Nuclear energy: is Africa ready?

Africa is experiencing exponential growth that it hasn't seen in many decades. This growth has restrained resources like electric generation. Many African countries are experiencing rolling blackouts and forcing many industries to use smog generating electric generators to provide the needed back-up for manufacturing. Some have stated that Nuclear is the way to go, because it potential provides a unlimited energy source and doesn't pollute the environment. However, atomic energy is very dangerous and can be unstable if not controlled or watched closely.

There has been two major Nuclear accidents in the world. The biggest accident occurred 1986 at Chernobyl in the older Soviet Union, the other was Three Mile Island accident near Harrisburg Pennsylvania in 1979. Both accidents essentially stopped Nuclear plant investment in both countries. France however has been able to to harness nuclear to generate about 80% of the country's energy.
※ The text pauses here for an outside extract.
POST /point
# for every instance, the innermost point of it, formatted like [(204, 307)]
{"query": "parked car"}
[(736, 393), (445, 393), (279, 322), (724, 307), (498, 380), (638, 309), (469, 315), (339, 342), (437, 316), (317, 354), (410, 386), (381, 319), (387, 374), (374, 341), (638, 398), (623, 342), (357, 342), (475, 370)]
France has been able to do this through investment and research and development in nuclear effectiveness. Per capita, France spends more in research than any other country in the world for atomic energy.
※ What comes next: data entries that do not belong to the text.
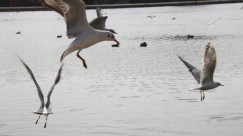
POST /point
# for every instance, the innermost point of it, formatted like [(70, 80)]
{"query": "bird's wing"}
[(74, 13), (36, 84), (193, 70), (209, 64), (99, 22), (52, 87)]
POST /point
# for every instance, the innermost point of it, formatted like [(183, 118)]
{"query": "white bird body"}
[(205, 77), (45, 108), (78, 27)]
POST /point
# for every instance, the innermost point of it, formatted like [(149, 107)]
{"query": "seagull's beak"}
[(116, 41)]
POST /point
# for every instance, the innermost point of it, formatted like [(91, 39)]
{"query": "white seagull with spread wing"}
[(78, 27), (45, 108), (205, 77)]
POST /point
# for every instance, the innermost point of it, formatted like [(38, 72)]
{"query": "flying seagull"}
[(100, 20), (205, 77), (45, 108), (78, 27)]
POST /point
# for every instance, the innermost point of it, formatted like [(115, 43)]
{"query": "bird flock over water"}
[(88, 34)]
I'm a big proponent for nuclear energy in Africa, if, and only if, there are safe guards and redundancies in place to stop African versions of Chernobyl's. The biggest problem with nuclear is the expense and where to keep the spent fuel. The cost of building a nuclear power plant runs about 1-2 billion dollars depending on electric capacity needed for the local grid. The French have solved how to reuse spent fuel rods, they reprocess the uranium so that about 95% of it can be used again for electric generation. France also has the best redundancies in place to virtually stop any meltdown.
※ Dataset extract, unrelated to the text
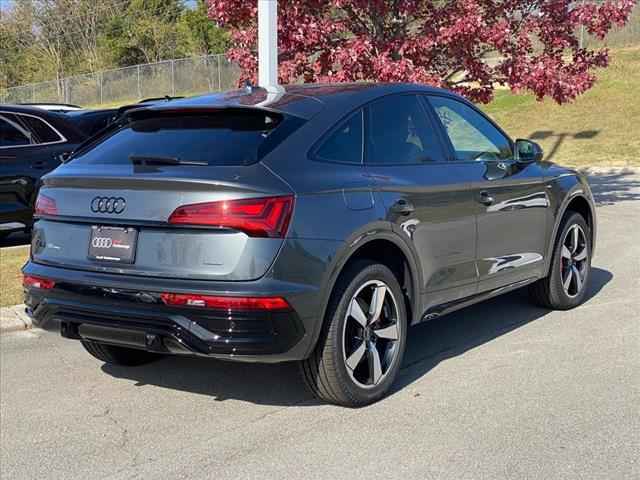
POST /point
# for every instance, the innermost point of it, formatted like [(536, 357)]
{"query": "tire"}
[(550, 292), (350, 334), (112, 354)]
The International Atomic Energy Agency (IAEA) is working with many African countries to get a best practise of generating electricity using atomic energy. I wrote a few weeks ago about Nigeria's plan of building a Nuclear power plant in 2013. Ghana, South Africa and Kenya are also looking to get into the nuclear mix.

If Africa is to develop, it will need a comprehensive plan for energy generation, whether its nuclear, fossil fuel or other green technologies...Africa needs energy to power homes and sustain and grow it's manufacturing base. As promising as nuclear power is, there are many dangers that a society can face when somethings goes terribly wrong like Chernobyl.